Reviewed by Dennis Schwartz
The 16th Elvis movie looks good thanks to cinematographer Lucien Ballard. But its story stinks like do all his others, though his Jailhouse Rock and Viva Las Vegas received some love. The eleven songs suck big time except for the title song and “Little Egypt.” The 60-year-old Barbara Stanwyck appears in a supporting role, in one of her last appearances onscreen, and provides the film’s only real acting, so to speak. This silly, grating and dreary musical romance is directed by longtime TV director John Rich (“Boeing (707) Boeing (707)”/”Wives and Lovers”), who keeps it sitcom TV dumb. It’s based on a story by Allan Weiss, Elvis’ usual formulaic writer.
Charlie Rogers (Elvis Presley) is an orphan, a toughie, a hot-head, a karate expert, a loudmouth, a wandering troubadour who sports a black letter jacket and rides a Japanese motorcycle, and someone who is instantly unlikable because of the chip on his shoulder. Canned from a singing gig in a college hangout joint called Mother’s Tea House for fighting with three thuggish college frat boy patrons (the unknown Raquel Welsh is one of the coeds in that scene, who blurts out a line of dialogue), Charlie hits the road somewhere in the southwest and on the way tries to pickup a pretty young girl, Cathy Lean (Joan Freeman), sitting in the back seat of a Jeep. Upset that Charlie won’t stop trying to bother his girl, sourpuss madman dad Joe Lean (Leif Erickson), also with a chip on his shoulder, knocks the obnoxious kid off the road and damages his motorcycle. Maggie Morgan (Barbara Stanwyck), Joe’s lady friend, is the kind-hearted owner of the financially troubled carnival where Joe’s the manager and Cathy’s a carny. The carnival owner offers to pay for the repairs and invites Charlie to be a roustabout in her carnival while he waits for repairs. Nice girl Cathy is hot for the wise guy Charlie, but won’t put out for him. So Charlie settles for the loose woman fortune teller (Sue Ane Langdon), who is willing to let the rascal fool around with her.

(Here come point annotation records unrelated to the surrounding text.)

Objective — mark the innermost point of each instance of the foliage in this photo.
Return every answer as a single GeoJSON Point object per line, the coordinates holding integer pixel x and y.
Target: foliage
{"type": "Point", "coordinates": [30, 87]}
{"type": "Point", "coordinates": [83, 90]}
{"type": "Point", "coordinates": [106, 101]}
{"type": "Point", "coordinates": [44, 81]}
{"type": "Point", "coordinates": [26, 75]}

The laughable melodrama has Charlie finding the carnival a learning lesson in life, as he settles in after waiting a week for his motorcycle. Charlie learns carny slang, to care more about others and become less self-centered and loutish, to work hard singing for a living, to be more mature and restrained, and falls in love for real with Cathy instead of just being a womanizer. After returning to Maggie’s traveling carnival that he left in spite to join the carnival of her unscrupulous rival, Harry Carver (Pat Buttram), due to fights with the family, Charlie now uses his singing to save the struggling carnival for the honest and sincere Maggie.